Stargazers are in for a rare treat on Sunday morning as Jupiter and Mars align to produce an 'uncommonly beautiful' cosmic light display visible from Sheffield.
The planets will be visible to the naked eye, looking like 'very bright stars' as they appear side-by-side, according to a leading astronomer.
But you will have to get up early to catch the phenomenon.
It will be visible from around 3.40am, though the best time to observe the celestial treat from the UK is expected to be between 6.30am and 7am when the planets will be slightly higher above the horizon.
Astronomer Tom Kerss, of the Royal Observatory Greenwich, said: "The planets should remain clearly visible even as the dawn twilight begins to emerge.
"The planets will initially appear straight down in a vertical line with Jupiter above and Mars underneath, but as they move apart they will appear as a diagonal line, with Jupiter on the top left and Mars on the bottom right."
Despite being more than 369 million miles apart, the planets will appear to be very close together, forming a nearly straight line with the Earth - an event known in astronomy as a syzygy.

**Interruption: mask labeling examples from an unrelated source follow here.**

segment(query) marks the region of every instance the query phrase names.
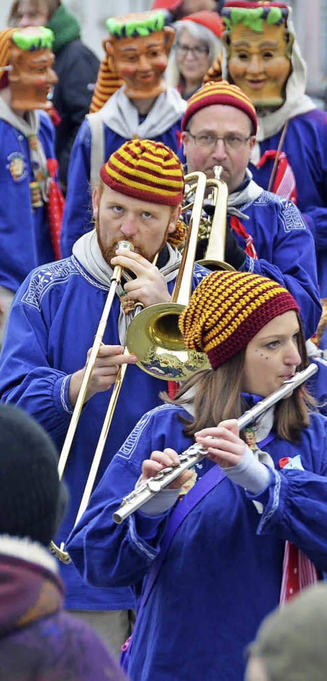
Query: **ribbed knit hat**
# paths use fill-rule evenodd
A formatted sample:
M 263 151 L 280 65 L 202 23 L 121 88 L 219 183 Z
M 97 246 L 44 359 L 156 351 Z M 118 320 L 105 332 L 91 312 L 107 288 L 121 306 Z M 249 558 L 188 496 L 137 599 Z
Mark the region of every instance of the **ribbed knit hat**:
M 21 409 L 0 404 L 0 534 L 48 546 L 67 501 L 52 441 Z
M 131 19 L 131 14 L 110 17 L 107 20 L 106 25 L 109 35 L 114 37 L 116 39 L 131 35 L 136 37 L 162 30 L 165 25 L 165 17 L 162 12 L 134 12 Z M 106 44 L 106 41 L 104 40 L 104 46 Z M 106 102 L 124 82 L 124 79 L 113 70 L 111 57 L 106 51 L 97 73 L 90 113 L 94 114 L 104 106 Z
M 187 347 L 220 366 L 279 315 L 299 307 L 277 281 L 245 272 L 214 272 L 195 289 L 178 326 Z
M 161 142 L 126 142 L 102 165 L 100 177 L 115 191 L 141 201 L 179 206 L 184 195 L 181 161 Z
M 325 681 L 326 639 L 327 584 L 321 582 L 266 617 L 250 650 L 269 681 Z
M 200 109 L 211 104 L 227 104 L 244 111 L 252 121 L 254 134 L 257 131 L 257 114 L 255 109 L 247 95 L 236 85 L 232 85 L 227 80 L 219 82 L 210 81 L 189 98 L 187 107 L 182 120 L 182 130 L 184 131 L 189 118 Z

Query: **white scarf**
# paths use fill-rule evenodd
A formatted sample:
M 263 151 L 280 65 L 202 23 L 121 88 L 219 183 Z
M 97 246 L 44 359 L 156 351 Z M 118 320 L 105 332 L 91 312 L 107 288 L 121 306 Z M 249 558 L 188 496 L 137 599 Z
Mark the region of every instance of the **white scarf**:
M 174 88 L 168 87 L 155 99 L 142 123 L 138 111 L 125 94 L 123 85 L 98 112 L 103 122 L 125 140 L 153 139 L 174 125 L 183 116 L 186 101 Z M 93 115 L 95 115 L 95 114 Z
M 161 268 L 159 271 L 162 272 L 170 266 L 177 264 L 181 260 L 181 255 L 176 249 L 172 248 L 170 244 L 167 244 L 168 249 L 169 259 L 166 263 L 164 267 Z M 106 262 L 100 251 L 97 242 L 97 233 L 95 229 L 92 229 L 87 234 L 83 234 L 73 246 L 73 255 L 80 262 L 80 264 L 91 276 L 99 281 L 101 284 L 108 289 L 110 287 L 110 279 L 112 276 L 113 270 Z M 176 270 L 165 274 L 166 283 L 172 281 L 176 276 Z M 123 293 L 123 287 L 119 284 L 116 288 L 117 296 L 120 296 Z M 140 309 L 140 308 L 138 308 Z M 135 316 L 135 311 L 132 310 L 127 315 L 125 313 L 121 306 L 121 311 L 118 320 L 118 332 L 119 341 L 123 347 L 125 347 L 126 332 L 127 327 Z
M 5 121 L 19 132 L 21 132 L 27 140 L 29 137 L 34 137 L 35 139 L 35 145 L 31 146 L 29 144 L 29 157 L 35 181 L 40 186 L 42 199 L 47 202 L 50 178 L 48 172 L 46 157 L 38 138 L 40 116 L 37 111 L 29 111 L 27 115 L 27 120 L 20 116 L 17 116 L 0 95 L 0 118 Z M 43 179 L 42 176 L 41 178 L 40 176 L 40 171 L 41 176 L 43 176 Z
M 288 10 L 287 29 L 291 35 L 294 37 L 292 8 L 289 7 Z M 256 143 L 251 159 L 254 163 L 258 163 L 261 156 L 258 142 L 276 135 L 290 118 L 300 114 L 306 114 L 316 108 L 312 99 L 305 94 L 307 67 L 301 56 L 298 43 L 295 39 L 292 48 L 291 61 L 292 72 L 286 83 L 286 98 L 284 104 L 276 111 L 267 113 L 265 116 L 258 116 Z M 230 79 L 225 48 L 223 50 L 222 74 L 223 78 L 227 80 Z

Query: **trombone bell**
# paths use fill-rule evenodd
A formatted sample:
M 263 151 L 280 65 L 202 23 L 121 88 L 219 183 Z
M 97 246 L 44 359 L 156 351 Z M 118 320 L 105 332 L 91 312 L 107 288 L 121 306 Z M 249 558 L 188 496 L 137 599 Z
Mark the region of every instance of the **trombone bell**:
M 138 358 L 143 371 L 166 381 L 183 381 L 198 369 L 208 368 L 206 355 L 185 348 L 178 329 L 185 306 L 168 302 L 151 305 L 133 320 L 132 333 L 126 336 L 130 353 Z

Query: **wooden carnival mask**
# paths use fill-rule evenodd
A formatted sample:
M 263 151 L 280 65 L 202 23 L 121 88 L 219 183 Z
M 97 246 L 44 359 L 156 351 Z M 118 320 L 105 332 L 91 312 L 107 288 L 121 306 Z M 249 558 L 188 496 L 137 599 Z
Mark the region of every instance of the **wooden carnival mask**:
M 52 31 L 43 27 L 28 27 L 15 31 L 10 41 L 12 108 L 21 111 L 50 109 L 52 104 L 47 97 L 58 80 L 52 67 L 54 61 Z
M 286 26 L 288 8 L 279 3 L 234 4 L 227 2 L 222 12 L 229 80 L 257 108 L 279 108 L 285 101 L 292 72 L 294 39 Z
M 174 31 L 162 12 L 137 12 L 108 19 L 104 41 L 112 70 L 123 78 L 130 99 L 157 97 L 166 89 L 163 74 Z

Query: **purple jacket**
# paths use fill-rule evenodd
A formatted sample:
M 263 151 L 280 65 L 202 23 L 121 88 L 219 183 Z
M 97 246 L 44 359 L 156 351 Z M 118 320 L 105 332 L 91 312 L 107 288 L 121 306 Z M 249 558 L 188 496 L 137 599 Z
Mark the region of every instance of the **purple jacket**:
M 127 681 L 97 635 L 63 611 L 55 569 L 41 545 L 0 535 L 0 678 Z

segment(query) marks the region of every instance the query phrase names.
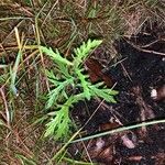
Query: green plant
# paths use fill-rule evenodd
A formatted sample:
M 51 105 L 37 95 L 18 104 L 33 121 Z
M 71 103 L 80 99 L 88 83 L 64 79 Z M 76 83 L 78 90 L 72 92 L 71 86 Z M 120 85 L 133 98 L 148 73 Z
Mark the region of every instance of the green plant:
M 48 55 L 55 63 L 54 70 L 46 70 L 52 89 L 47 95 L 46 109 L 53 108 L 51 121 L 46 124 L 45 136 L 64 139 L 69 133 L 72 120 L 69 109 L 79 100 L 90 100 L 100 97 L 109 102 L 116 102 L 113 96 L 118 91 L 107 88 L 103 82 L 91 84 L 89 76 L 84 72 L 82 63 L 89 54 L 101 44 L 100 40 L 88 40 L 87 43 L 74 50 L 73 61 L 64 58 L 56 50 L 40 46 L 41 52 Z

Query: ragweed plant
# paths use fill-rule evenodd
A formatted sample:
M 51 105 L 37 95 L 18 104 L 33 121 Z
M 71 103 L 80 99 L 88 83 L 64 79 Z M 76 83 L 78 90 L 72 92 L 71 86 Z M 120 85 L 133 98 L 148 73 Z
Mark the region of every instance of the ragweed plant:
M 113 96 L 118 91 L 107 88 L 103 82 L 91 84 L 89 76 L 84 72 L 84 62 L 101 42 L 100 40 L 84 42 L 80 47 L 74 50 L 72 62 L 63 57 L 58 50 L 40 46 L 41 52 L 48 55 L 56 65 L 54 70 L 46 70 L 52 84 L 46 108 L 54 109 L 54 112 L 50 113 L 52 118 L 46 124 L 45 136 L 58 140 L 68 135 L 72 125 L 69 109 L 80 100 L 99 97 L 108 102 L 116 102 Z

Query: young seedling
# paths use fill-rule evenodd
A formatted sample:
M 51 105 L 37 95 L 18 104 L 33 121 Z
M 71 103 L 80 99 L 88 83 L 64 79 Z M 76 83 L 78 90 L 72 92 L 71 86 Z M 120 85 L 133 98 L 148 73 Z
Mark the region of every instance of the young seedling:
M 67 138 L 72 125 L 69 109 L 80 100 L 99 97 L 108 102 L 116 102 L 113 96 L 118 91 L 107 88 L 103 82 L 91 84 L 89 76 L 84 72 L 84 62 L 101 43 L 100 40 L 84 42 L 80 47 L 74 50 L 73 61 L 63 57 L 57 50 L 54 52 L 52 48 L 40 46 L 41 52 L 48 55 L 56 65 L 54 70 L 46 70 L 52 84 L 46 109 L 52 108 L 54 112 L 50 113 L 52 118 L 46 124 L 45 136 L 54 136 L 56 140 Z

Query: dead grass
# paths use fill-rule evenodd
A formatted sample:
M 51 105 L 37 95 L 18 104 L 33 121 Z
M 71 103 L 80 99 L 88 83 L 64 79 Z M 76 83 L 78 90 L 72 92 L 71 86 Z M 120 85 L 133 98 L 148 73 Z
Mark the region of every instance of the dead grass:
M 43 140 L 44 101 L 48 90 L 43 69 L 50 64 L 32 45 L 58 47 L 66 56 L 74 46 L 89 37 L 103 40 L 110 56 L 117 56 L 114 40 L 130 37 L 141 31 L 145 22 L 165 26 L 165 4 L 158 0 L 87 1 L 87 0 L 3 0 L 0 2 L 0 64 L 13 66 L 19 30 L 23 50 L 16 87 L 19 96 L 9 90 L 9 68 L 0 70 L 6 101 L 0 98 L 1 164 L 46 164 L 61 145 Z M 10 111 L 7 120 L 6 102 Z M 9 123 L 10 127 L 9 127 Z M 66 158 L 67 160 L 67 158 Z

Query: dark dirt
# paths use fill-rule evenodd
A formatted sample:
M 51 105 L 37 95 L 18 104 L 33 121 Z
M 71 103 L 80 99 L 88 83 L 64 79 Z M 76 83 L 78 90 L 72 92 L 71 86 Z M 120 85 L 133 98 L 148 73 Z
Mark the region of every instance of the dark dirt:
M 136 36 L 116 43 L 121 63 L 109 64 L 109 72 L 106 74 L 113 82 L 117 82 L 114 89 L 120 91 L 117 96 L 118 103 L 105 103 L 106 106 L 102 105 L 97 110 L 85 128 L 89 134 L 120 125 L 165 118 L 165 98 L 160 100 L 151 98 L 153 88 L 157 89 L 165 85 L 165 55 L 148 53 L 148 51 L 165 53 L 165 38 L 161 34 L 163 30 L 146 28 Z M 99 103 L 98 100 L 81 102 L 73 113 L 80 124 L 84 124 Z M 127 135 L 125 141 L 129 140 L 134 144 L 132 148 L 122 141 L 123 135 Z M 101 148 L 97 148 L 100 139 L 91 140 L 90 144 L 85 143 L 92 161 L 99 164 L 165 164 L 165 124 L 136 129 L 101 138 L 102 140 Z M 84 151 L 80 147 L 79 150 Z M 87 158 L 87 156 L 82 157 Z M 76 156 L 76 158 L 79 157 Z

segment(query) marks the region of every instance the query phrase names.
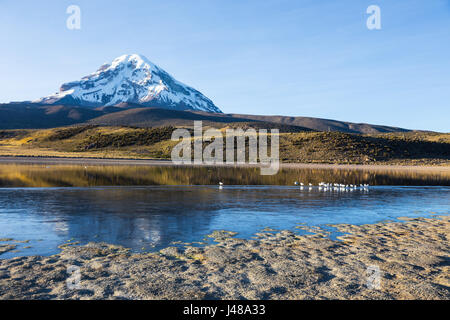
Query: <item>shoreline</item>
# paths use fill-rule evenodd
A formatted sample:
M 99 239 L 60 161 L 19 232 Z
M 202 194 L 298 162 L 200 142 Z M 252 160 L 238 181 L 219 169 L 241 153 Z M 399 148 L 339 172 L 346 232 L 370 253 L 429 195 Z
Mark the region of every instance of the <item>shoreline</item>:
M 126 158 L 95 158 L 95 157 L 28 157 L 0 156 L 0 164 L 71 164 L 71 165 L 142 165 L 142 166 L 177 166 L 170 160 L 159 159 L 126 159 Z M 259 168 L 260 164 L 187 164 L 185 167 L 241 167 Z M 389 164 L 325 164 L 325 163 L 280 163 L 281 169 L 338 169 L 338 170 L 406 170 L 406 171 L 436 171 L 450 172 L 450 166 L 430 165 L 389 165 Z
M 345 233 L 339 240 L 317 228 L 251 240 L 221 231 L 209 236 L 215 244 L 159 253 L 90 243 L 0 259 L 0 300 L 450 299 L 450 216 L 334 227 Z M 68 268 L 80 272 L 75 289 Z M 378 284 L 368 282 L 370 268 Z

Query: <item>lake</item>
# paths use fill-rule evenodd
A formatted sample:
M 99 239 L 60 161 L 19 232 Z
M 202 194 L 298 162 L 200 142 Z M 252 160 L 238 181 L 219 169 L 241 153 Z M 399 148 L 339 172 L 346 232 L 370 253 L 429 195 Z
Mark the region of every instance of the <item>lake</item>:
M 301 190 L 294 181 L 372 186 Z M 405 170 L 283 169 L 264 177 L 257 168 L 0 165 L 0 238 L 27 241 L 0 257 L 51 255 L 68 241 L 148 252 L 209 242 L 215 230 L 251 238 L 266 227 L 304 233 L 301 224 L 335 237 L 329 224 L 448 214 L 449 186 L 448 174 Z

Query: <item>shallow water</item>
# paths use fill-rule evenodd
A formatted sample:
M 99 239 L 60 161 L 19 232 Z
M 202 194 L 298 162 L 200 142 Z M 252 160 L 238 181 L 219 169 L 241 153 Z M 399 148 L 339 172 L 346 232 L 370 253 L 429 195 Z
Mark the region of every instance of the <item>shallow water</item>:
M 394 186 L 450 186 L 449 170 L 281 169 L 262 176 L 259 168 L 142 165 L 0 164 L 0 187 L 95 187 L 154 185 L 279 185 L 295 181 Z
M 68 240 L 155 251 L 173 241 L 202 241 L 214 230 L 251 238 L 265 227 L 300 233 L 295 227 L 301 223 L 366 224 L 449 211 L 450 187 L 439 186 L 0 188 L 0 238 L 30 240 L 0 257 L 55 254 Z

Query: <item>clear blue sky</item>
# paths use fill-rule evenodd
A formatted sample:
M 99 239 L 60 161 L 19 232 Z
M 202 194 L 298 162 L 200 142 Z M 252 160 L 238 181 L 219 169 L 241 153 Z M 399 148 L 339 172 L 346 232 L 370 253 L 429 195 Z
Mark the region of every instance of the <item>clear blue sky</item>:
M 140 53 L 226 113 L 450 132 L 448 0 L 0 0 L 0 39 L 0 102 Z

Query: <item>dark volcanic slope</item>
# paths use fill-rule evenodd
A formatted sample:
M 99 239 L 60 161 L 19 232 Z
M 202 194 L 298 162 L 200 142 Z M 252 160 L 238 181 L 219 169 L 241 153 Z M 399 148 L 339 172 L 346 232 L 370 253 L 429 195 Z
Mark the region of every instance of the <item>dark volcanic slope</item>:
M 0 104 L 0 129 L 44 129 L 82 123 L 105 114 L 72 106 Z
M 0 129 L 42 129 L 90 123 L 106 126 L 191 127 L 194 120 L 205 126 L 280 129 L 281 132 L 339 131 L 345 133 L 387 133 L 409 130 L 395 127 L 356 124 L 308 117 L 258 116 L 243 114 L 181 111 L 122 104 L 96 109 L 76 106 L 42 106 L 33 103 L 0 104 Z
M 388 132 L 407 132 L 411 130 L 372 125 L 366 123 L 351 123 L 337 120 L 309 118 L 309 117 L 287 117 L 287 116 L 257 116 L 245 114 L 229 114 L 234 118 L 246 118 L 258 121 L 282 123 L 285 125 L 301 126 L 317 131 L 339 131 L 346 133 L 388 133 Z
M 297 128 L 304 131 L 339 131 L 346 133 L 387 133 L 407 132 L 410 130 L 371 125 L 356 124 L 327 119 L 308 117 L 286 116 L 257 116 L 244 114 L 219 114 L 196 111 L 174 111 L 159 108 L 136 108 L 121 112 L 115 112 L 89 121 L 98 125 L 126 125 L 136 127 L 152 126 L 192 126 L 194 120 L 202 120 L 205 125 L 223 127 L 232 123 L 266 124 L 267 129 L 277 128 L 282 125 L 285 128 Z M 270 124 L 276 124 L 270 127 Z M 259 126 L 260 127 L 260 126 Z M 297 131 L 297 130 L 294 130 Z

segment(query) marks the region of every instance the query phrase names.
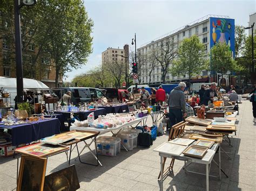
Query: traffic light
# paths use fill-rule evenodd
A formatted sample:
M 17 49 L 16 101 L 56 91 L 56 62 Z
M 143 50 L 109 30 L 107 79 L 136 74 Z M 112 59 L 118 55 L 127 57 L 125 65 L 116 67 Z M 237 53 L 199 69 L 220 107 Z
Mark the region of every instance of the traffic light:
M 137 74 L 138 73 L 138 65 L 137 63 L 132 63 L 132 73 L 133 74 Z

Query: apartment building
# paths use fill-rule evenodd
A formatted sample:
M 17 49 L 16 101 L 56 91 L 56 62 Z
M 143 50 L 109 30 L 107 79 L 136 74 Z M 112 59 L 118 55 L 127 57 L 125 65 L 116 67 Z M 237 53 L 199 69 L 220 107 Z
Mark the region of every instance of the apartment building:
M 14 26 L 0 12 L 0 76 L 16 77 L 15 48 L 12 33 Z M 13 23 L 11 24 L 13 25 Z M 56 70 L 49 55 L 41 53 L 37 57 L 38 48 L 33 43 L 32 31 L 25 31 L 21 23 L 23 77 L 41 81 L 49 87 L 55 87 Z M 59 76 L 58 85 L 62 85 Z
M 228 31 L 225 32 L 224 27 L 223 29 L 221 25 L 225 26 L 225 29 L 227 28 L 226 30 L 228 29 Z M 220 29 L 217 30 L 218 28 L 220 28 Z M 207 15 L 146 43 L 138 49 L 138 53 L 140 55 L 149 55 L 152 48 L 163 46 L 164 43 L 169 41 L 173 42 L 174 47 L 177 50 L 183 39 L 189 38 L 194 34 L 197 35 L 199 38 L 200 41 L 205 45 L 205 58 L 206 59 L 209 59 L 208 53 L 211 51 L 211 48 L 217 41 L 225 41 L 227 44 L 228 44 L 230 49 L 234 56 L 234 20 L 230 18 L 228 16 L 216 15 Z M 160 66 L 159 65 L 156 66 L 153 70 L 150 82 L 148 68 L 150 68 L 151 67 L 152 63 L 150 63 L 150 61 L 147 61 L 146 64 L 142 67 L 142 75 L 140 76 L 140 83 L 150 83 L 150 84 L 154 86 L 161 84 L 163 70 Z M 171 65 L 170 67 L 171 67 Z M 194 83 L 214 81 L 212 74 L 212 73 L 210 71 L 202 71 L 200 75 L 193 76 L 191 82 Z M 233 81 L 227 75 L 224 75 L 224 77 L 227 78 L 226 80 L 228 82 Z M 173 76 L 170 73 L 167 73 L 165 81 L 166 83 L 175 83 L 180 81 L 187 81 L 188 79 L 187 75 Z
M 125 63 L 125 59 L 127 59 L 126 63 L 129 63 L 129 46 L 125 45 L 123 49 L 113 48 L 109 47 L 106 50 L 102 53 L 102 65 L 104 66 L 107 63 L 123 62 Z

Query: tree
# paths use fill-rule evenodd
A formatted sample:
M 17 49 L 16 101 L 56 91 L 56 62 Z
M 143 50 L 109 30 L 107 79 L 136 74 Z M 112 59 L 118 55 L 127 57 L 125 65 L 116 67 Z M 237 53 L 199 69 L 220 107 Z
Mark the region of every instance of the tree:
M 210 54 L 211 70 L 223 74 L 228 71 L 239 71 L 240 67 L 232 57 L 231 52 L 228 45 L 224 43 L 218 43 L 211 49 Z
M 204 58 L 205 51 L 205 46 L 196 35 L 184 39 L 178 49 L 178 58 L 172 65 L 172 75 L 188 75 L 190 87 L 191 77 L 207 69 L 208 62 Z
M 163 40 L 160 46 L 157 46 L 151 49 L 151 54 L 153 61 L 156 61 L 161 68 L 163 83 L 165 83 L 170 66 L 177 55 L 175 44 L 169 39 Z
M 246 40 L 245 30 L 242 26 L 235 27 L 235 59 L 242 53 Z
M 93 22 L 81 0 L 41 1 L 41 23 L 36 40 L 44 41 L 56 68 L 55 86 L 59 75 L 85 64 L 92 52 Z M 45 15 L 43 15 L 44 13 Z

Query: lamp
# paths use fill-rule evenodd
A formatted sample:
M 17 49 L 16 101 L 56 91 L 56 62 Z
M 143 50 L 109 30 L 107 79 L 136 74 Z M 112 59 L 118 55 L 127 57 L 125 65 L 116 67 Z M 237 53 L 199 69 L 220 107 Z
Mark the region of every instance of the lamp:
M 21 4 L 26 6 L 32 6 L 36 3 L 36 0 L 22 0 Z

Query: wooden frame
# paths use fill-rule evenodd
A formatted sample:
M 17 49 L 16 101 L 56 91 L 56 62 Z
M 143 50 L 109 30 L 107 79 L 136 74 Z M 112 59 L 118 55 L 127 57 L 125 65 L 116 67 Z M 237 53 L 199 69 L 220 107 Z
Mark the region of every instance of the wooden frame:
M 208 125 L 206 129 L 210 130 L 218 130 L 218 131 L 235 131 L 237 130 L 235 125 Z
M 17 190 L 43 190 L 47 159 L 22 155 Z
M 201 119 L 197 117 L 190 116 L 186 118 L 186 121 L 191 123 L 193 123 L 203 126 L 207 126 L 212 123 L 212 122 L 209 120 Z
M 40 143 L 16 148 L 15 152 L 26 155 L 42 158 L 68 150 L 69 147 L 64 146 L 52 145 Z
M 198 140 L 193 145 L 204 146 L 207 148 L 211 148 L 214 144 L 214 142 L 206 140 Z
M 185 156 L 201 159 L 206 153 L 207 147 L 200 146 L 191 145 L 183 151 Z

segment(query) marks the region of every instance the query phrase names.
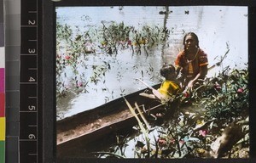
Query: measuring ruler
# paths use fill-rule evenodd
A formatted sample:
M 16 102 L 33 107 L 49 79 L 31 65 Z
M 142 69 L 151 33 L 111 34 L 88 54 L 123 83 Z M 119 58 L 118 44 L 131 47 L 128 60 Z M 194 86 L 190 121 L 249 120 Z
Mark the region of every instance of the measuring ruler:
M 20 162 L 38 162 L 38 0 L 21 0 Z

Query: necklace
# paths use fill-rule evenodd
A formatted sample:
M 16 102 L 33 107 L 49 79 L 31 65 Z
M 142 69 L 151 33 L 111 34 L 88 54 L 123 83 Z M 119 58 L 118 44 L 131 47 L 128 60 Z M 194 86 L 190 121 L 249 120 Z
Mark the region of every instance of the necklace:
M 187 62 L 189 64 L 189 70 L 188 70 L 188 71 L 189 71 L 189 74 L 190 74 L 188 76 L 190 76 L 194 73 L 194 69 L 193 69 L 192 62 L 195 59 L 198 52 L 199 52 L 199 48 L 197 48 L 197 52 L 196 52 L 195 55 L 195 57 L 194 57 L 194 59 L 192 60 L 189 60 L 187 59 Z

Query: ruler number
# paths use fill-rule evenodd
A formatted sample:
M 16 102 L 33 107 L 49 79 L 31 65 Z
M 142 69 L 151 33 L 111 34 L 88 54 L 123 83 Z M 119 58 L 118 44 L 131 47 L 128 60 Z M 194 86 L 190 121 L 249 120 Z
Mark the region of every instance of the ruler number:
M 36 20 L 28 20 L 28 25 L 35 25 Z
M 29 77 L 28 82 L 36 82 L 36 80 L 33 77 Z
M 32 110 L 36 110 L 36 106 L 34 105 L 28 105 L 28 110 L 32 111 Z
M 36 49 L 35 48 L 32 48 L 32 49 L 29 48 L 28 49 L 28 53 L 36 53 Z
M 29 139 L 36 139 L 36 136 L 34 134 L 29 134 L 28 138 Z

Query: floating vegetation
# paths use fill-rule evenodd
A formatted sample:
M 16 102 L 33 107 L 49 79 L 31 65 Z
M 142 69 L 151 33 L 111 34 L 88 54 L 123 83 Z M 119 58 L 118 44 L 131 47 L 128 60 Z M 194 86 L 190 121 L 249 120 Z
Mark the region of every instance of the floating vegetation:
M 124 22 L 102 21 L 102 25 L 91 26 L 85 31 L 70 25 L 56 25 L 56 96 L 65 96 L 67 92 L 86 93 L 88 82 L 97 84 L 104 80 L 105 73 L 111 69 L 110 60 L 104 57 L 100 64 L 91 65 L 89 54 L 102 54 L 113 59 L 122 51 L 131 49 L 131 56 L 141 54 L 142 49 L 148 56 L 148 50 L 164 43 L 170 31 L 156 25 L 144 25 L 142 29 L 125 25 Z M 114 55 L 113 55 L 114 54 Z M 151 66 L 151 65 L 150 65 Z M 152 66 L 149 71 L 152 72 Z M 67 70 L 72 74 L 67 76 Z M 91 74 L 81 73 L 79 70 L 90 70 Z M 117 73 L 119 81 L 123 72 Z M 136 73 L 136 72 L 135 72 Z M 143 77 L 145 73 L 141 71 Z M 68 81 L 67 79 L 68 78 Z M 85 84 L 87 83 L 87 84 Z

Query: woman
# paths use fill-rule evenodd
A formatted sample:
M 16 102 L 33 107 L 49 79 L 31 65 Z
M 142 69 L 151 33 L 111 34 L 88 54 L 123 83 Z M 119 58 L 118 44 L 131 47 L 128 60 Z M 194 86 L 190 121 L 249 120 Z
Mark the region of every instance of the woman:
M 191 89 L 198 79 L 204 79 L 207 74 L 207 54 L 199 47 L 197 36 L 189 32 L 183 38 L 184 49 L 175 60 L 177 75 L 181 72 L 181 82 L 186 89 Z M 185 90 L 186 90 L 185 89 Z
M 172 65 L 164 65 L 160 70 L 160 75 L 165 77 L 165 81 L 158 91 L 166 98 L 176 95 L 179 92 L 180 87 L 176 82 L 175 67 Z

Mr Kerss said: "At just a fraction of a degree apart in the sky, you'll be able to cover both of them easily using the tip of your little finger on an outstretched arm."
He advised those hoping to see the planets to find a spot where their southern view is not obscured by buildings or trees.
"The two planets will be unmistakable as apparently very bright stars, with Mars showing a pronounced orange colour against the pale yellow-white Jupiter," he added.
"The gas giant, despite being considerably farther away than its small rocky neighbour, will shine about 20 times brighter as seen from Earth."